Though exploited as a separate ethnic group, "Spanish-speaking communities were interconnected through a shared economic life and were linked to the Anglo working-class populations of the Southwest as a result of the region's economic and political integration with the rest of the United States." Multiracial working-class unity, therefore, was contingent upon combating the institutional racism facing Mexican-Americans in daily life.

The CP helped organize community-based campaigns, often under the leadership of women. One antiracist organization, the Congress of Spanish-Speaking Peoples, foreshadowing the Chicano civil rights movement, launched grassroots and direct-action campaigns to overturn segregation.

El Congreso's founding convention in 1938 declared its support for the extension of labor protections to agricultural and domestic workers (excluded from FDR's NLRA), extension of relief to unemployed Mexican-American workers, an end to workplace discrimination, and an increase in wages. They also called for rent controls and an end to discrimination in housing and rampant police brutality.

Understanding how immigration policy was being used to divide workers, they called for a cessation of deportations of undocumented workers and advocated for their inclusion in access to social services.

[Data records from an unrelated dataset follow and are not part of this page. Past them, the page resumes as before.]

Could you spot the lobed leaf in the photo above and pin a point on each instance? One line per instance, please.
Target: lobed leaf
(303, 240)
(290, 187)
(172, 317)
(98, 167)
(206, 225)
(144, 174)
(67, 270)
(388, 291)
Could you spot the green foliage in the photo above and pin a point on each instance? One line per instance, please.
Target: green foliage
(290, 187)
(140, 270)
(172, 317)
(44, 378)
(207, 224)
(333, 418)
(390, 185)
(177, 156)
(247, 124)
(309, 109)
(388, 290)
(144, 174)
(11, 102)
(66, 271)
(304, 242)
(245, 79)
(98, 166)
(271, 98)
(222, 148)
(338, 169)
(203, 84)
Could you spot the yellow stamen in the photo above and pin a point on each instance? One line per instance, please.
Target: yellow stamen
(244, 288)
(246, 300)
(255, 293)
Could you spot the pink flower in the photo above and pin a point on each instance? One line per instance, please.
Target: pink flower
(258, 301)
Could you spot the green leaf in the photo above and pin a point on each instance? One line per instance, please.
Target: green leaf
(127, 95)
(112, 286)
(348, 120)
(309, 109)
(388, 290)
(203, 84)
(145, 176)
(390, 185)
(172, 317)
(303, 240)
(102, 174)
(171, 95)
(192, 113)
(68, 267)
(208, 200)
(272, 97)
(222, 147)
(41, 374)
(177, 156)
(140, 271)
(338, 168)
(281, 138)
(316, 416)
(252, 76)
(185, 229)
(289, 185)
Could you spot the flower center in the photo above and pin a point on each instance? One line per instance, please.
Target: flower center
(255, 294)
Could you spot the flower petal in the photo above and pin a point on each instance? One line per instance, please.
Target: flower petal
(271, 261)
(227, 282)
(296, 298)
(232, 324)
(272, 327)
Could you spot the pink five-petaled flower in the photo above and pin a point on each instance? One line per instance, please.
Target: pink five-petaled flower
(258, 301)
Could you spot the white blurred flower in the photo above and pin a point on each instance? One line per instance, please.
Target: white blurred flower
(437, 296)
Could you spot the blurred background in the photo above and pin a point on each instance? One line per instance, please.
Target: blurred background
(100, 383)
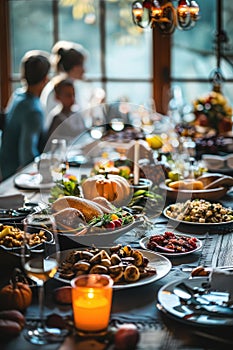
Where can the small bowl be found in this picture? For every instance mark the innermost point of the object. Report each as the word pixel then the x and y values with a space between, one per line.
pixel 210 194
pixel 144 184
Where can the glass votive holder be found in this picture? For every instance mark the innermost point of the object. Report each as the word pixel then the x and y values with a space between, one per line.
pixel 143 184
pixel 91 303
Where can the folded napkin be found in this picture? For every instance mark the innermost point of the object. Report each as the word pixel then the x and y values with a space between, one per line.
pixel 13 201
pixel 222 281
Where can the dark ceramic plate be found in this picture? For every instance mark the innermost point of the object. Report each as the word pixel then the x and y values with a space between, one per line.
pixel 14 215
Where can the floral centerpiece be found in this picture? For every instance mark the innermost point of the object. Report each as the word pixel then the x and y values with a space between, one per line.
pixel 213 112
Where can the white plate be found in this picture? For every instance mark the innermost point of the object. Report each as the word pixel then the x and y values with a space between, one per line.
pixel 31 182
pixel 161 263
pixel 143 243
pixel 172 304
pixel 196 227
pixel 103 238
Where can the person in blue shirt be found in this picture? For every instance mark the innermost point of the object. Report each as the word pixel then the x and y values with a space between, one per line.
pixel 23 131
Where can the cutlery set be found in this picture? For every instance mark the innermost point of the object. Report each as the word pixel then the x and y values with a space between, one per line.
pixel 199 301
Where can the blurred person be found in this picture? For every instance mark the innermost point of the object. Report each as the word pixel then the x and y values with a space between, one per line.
pixel 69 59
pixel 71 127
pixel 23 136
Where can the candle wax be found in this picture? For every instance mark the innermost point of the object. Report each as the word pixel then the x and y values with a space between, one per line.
pixel 91 314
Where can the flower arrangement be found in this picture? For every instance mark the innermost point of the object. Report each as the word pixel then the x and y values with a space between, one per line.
pixel 213 112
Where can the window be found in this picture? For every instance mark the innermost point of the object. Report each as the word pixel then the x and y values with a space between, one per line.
pixel 118 60
pixel 124 60
pixel 195 53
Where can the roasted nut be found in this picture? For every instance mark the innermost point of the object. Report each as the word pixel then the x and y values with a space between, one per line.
pixel 131 273
pixel 106 262
pixel 82 266
pixel 83 255
pixel 138 257
pixel 99 269
pixel 115 259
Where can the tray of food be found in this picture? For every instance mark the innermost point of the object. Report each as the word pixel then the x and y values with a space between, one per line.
pixel 171 244
pixel 200 215
pixel 127 266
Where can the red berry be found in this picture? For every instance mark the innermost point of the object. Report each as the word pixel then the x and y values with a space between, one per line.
pixel 110 225
pixel 117 223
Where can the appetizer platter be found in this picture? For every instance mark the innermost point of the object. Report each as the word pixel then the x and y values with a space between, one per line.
pixel 127 266
pixel 184 300
pixel 91 221
pixel 207 186
pixel 11 237
pixel 14 215
pixel 199 215
pixel 171 244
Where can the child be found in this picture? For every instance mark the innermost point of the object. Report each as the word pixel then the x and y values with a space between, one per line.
pixel 63 126
pixel 23 131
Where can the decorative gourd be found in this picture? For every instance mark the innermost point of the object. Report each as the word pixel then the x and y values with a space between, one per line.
pixel 15 295
pixel 114 188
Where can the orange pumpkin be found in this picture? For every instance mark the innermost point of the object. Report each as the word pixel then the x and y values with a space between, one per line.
pixel 16 295
pixel 114 188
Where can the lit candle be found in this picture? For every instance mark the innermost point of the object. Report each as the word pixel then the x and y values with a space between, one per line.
pixel 136 167
pixel 91 301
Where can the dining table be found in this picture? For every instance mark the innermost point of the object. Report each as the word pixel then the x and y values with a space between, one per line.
pixel 140 306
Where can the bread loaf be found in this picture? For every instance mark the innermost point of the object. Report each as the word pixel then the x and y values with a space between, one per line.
pixel 88 208
pixel 69 218
pixel 106 206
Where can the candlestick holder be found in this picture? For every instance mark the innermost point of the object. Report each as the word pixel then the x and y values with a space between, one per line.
pixel 91 302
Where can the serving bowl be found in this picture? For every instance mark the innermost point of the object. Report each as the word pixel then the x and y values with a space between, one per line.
pixel 99 238
pixel 181 194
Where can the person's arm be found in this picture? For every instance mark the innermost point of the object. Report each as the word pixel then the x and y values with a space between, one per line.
pixel 29 138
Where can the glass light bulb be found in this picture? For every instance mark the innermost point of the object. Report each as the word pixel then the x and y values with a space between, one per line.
pixel 156 10
pixel 194 10
pixel 137 11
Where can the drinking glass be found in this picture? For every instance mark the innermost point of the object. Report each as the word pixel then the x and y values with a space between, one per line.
pixel 91 302
pixel 58 158
pixel 40 262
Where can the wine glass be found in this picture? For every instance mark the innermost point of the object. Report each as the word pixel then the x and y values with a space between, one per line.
pixel 58 158
pixel 40 262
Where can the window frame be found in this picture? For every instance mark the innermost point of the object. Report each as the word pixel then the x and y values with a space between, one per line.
pixel 160 70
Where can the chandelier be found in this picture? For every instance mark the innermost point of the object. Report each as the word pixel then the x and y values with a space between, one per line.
pixel 152 13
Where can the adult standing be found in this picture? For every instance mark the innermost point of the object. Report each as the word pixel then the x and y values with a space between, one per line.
pixel 22 138
pixel 68 58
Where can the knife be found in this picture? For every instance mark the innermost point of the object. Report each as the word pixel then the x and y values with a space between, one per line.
pixel 200 304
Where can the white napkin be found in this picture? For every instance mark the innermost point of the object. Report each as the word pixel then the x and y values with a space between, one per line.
pixel 222 281
pixel 13 201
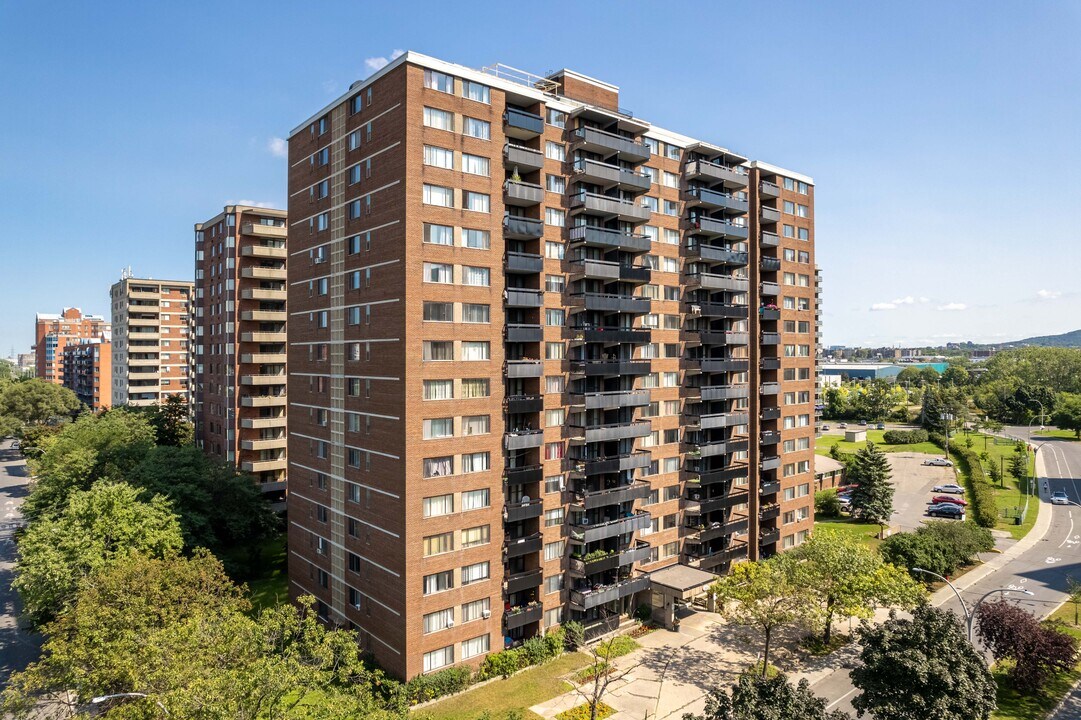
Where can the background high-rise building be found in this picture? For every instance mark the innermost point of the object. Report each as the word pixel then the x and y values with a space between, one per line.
pixel 88 370
pixel 149 340
pixel 239 361
pixel 53 332
pixel 539 348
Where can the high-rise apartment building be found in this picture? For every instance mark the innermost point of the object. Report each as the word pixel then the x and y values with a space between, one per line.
pixel 539 348
pixel 239 361
pixel 53 332
pixel 88 371
pixel 149 340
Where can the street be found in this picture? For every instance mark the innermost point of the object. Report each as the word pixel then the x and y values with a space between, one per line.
pixel 17 648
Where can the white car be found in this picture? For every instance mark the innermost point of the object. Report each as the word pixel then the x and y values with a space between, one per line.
pixel 939 462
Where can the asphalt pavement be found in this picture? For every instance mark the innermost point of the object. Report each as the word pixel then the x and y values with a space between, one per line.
pixel 17 647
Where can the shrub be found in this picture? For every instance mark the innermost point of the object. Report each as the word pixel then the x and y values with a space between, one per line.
pixel 827 504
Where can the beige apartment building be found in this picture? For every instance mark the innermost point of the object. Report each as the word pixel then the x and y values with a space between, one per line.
pixel 239 325
pixel 150 330
pixel 538 349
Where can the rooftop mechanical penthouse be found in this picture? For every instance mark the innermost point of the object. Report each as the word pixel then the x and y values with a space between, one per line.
pixel 538 349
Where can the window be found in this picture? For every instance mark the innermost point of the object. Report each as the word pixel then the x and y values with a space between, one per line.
pixel 475 164
pixel 476 276
pixel 436 195
pixel 476 91
pixel 439 272
pixel 475 128
pixel 438 157
pixel 440 119
pixel 438 235
pixel 475 573
pixel 438 544
pixel 439 505
pixel 440 81
pixel 476 239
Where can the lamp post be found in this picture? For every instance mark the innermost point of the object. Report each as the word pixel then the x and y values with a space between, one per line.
pixel 970 614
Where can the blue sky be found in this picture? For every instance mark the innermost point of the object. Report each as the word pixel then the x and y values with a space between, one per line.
pixel 943 137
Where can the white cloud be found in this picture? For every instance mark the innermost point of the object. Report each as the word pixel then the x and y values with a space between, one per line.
pixel 278 147
pixel 374 64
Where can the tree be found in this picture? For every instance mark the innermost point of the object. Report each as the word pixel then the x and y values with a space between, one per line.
pixel 97 528
pixel 1067 413
pixel 763 595
pixel 756 697
pixel 923 667
pixel 178 630
pixel 842 577
pixel 1038 650
pixel 872 495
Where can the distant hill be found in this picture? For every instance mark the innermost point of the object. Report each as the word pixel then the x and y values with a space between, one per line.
pixel 1066 340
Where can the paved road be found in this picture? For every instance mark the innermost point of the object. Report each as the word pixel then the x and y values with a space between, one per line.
pixel 1042 569
pixel 17 648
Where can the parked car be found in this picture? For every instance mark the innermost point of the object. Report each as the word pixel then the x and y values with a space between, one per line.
pixel 946 510
pixel 948 498
pixel 939 462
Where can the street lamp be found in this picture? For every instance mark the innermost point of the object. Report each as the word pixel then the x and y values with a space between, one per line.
pixel 970 614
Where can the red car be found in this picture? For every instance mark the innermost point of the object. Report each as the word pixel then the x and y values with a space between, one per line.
pixel 948 498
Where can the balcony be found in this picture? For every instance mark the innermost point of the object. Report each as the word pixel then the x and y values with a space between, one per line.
pixel 627 211
pixel 266 252
pixel 521 616
pixel 263 272
pixel 521 228
pixel 583 600
pixel 516 547
pixel 521 123
pixel 608 144
pixel 523 369
pixel 592 500
pixel 522 263
pixel 592 533
pixel 523 333
pixel 521 157
pixel 717 228
pixel 519 511
pixel 522 195
pixel 715 200
pixel 730 175
pixel 523 581
pixel 523 440
pixel 610 303
pixel 602 237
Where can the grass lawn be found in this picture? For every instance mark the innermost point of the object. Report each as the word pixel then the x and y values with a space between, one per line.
pixel 825 442
pixel 517 693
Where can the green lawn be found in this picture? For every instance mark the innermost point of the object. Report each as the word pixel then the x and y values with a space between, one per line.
pixel 518 693
pixel 825 442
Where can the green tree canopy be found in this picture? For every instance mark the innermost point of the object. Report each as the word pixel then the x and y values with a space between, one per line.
pixel 923 667
pixel 96 528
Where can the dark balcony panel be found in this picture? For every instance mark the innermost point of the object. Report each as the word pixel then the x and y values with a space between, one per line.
pixel 523 333
pixel 516 547
pixel 522 123
pixel 522 228
pixel 523 297
pixel 583 600
pixel 521 616
pixel 523 263
pixel 519 511
pixel 522 195
pixel 519 582
pixel 523 158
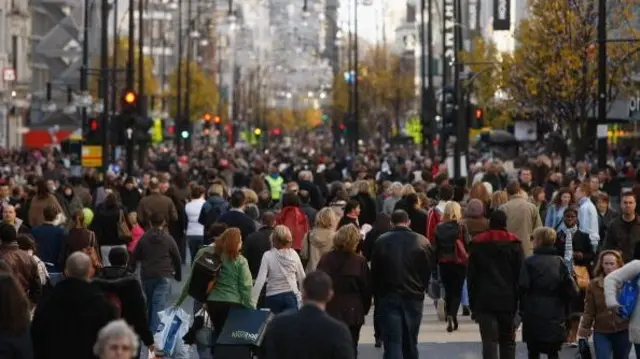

Recognizing how the education system underdeveloped Mexican children to prepare them as commodities of manual labor, they advocated for "cultural democracy" in the classroom. This included the demand for bilingual education and the promotion of Mexican-American teachers.

Recognizing how Jim Crow laws like the poll taxes kept Mexican voters disenfranchised, El Congreso organized voter registration drives and fund-raisers for the poor to pay poll taxes. At its height, the organization had 73 chapters representing 70,000 members across the Southwest.

Members of the CP and its affiliated organizations also provided crucial material aid and political support for LA's Mexican community during the Second World War. After the declaration of war against Japan, racist sentiment was stoked across the country. While Japanese-Americans were being internally deported into concentration camps, Mexican-American youth became a target for persecution in inner cities across the West.

The growing population of Mexican-American workers in the cities, the emergence of Chicano youth culture that challenged the norms of forced assimilation, and the emergence of social problems associated with poverty and segregation in the barrio provided the kindling for nativists to ignite a lynch-mob atmosphere against Mexican-Americans.

In what became known as the Sleepy Lagoon Case (or as Vargas identifies it, the "West Coast complement of the Scottsboro Campaign"), 17 Mexican-American youths were arrested and put on trial for an unsubstantiated murder. The CP and the Congreso, CIO-affiliated unions and progressives from Hollywood united to form the Sleepy Lagoon Defense Committee (SLDC) to defend the boys and expose the campaign as racial persecution.

Organizers, led by CIO veterans Luisa Moreno and Revels Cayton, planned a multi-pronged campaign to "develop an educational program to solicit support for the SDLC, coordinate efforts to end racism against Mexicans within unions, and launch a CIO membership drive in the Spanish-speaking working-class neighborhoods."

After three years, the national campaign resulted in all the charges being dropped and the youth released. The fight evolved into numerous other campaigns that directed multiracial, working-class organization and power against the structures of segregation.

While the CP and CIO ultimately retreated from their efforts to directly confront racism, the Mexican and Mexican-American workers who rose through their ranks and were trained on the front lines of class struggle laid the groundwork for the ultimate defeat of Jim Crow in the Southwest. As Vargas concludes, the civil rights movement of the 1960s witnessed "a new generation of leaders and plans," but rather than serving as a starting point, Mexican-American militancy only "deepened and expanded."

It is in understanding this continuity of class struggle that makes Vargas' book an indispensable read for a new generation of activists confronting the new Jim Crow assault on immigrants, as well as for the next generation of Emma Tenayucas that carry with them the hope and possibility of a better world.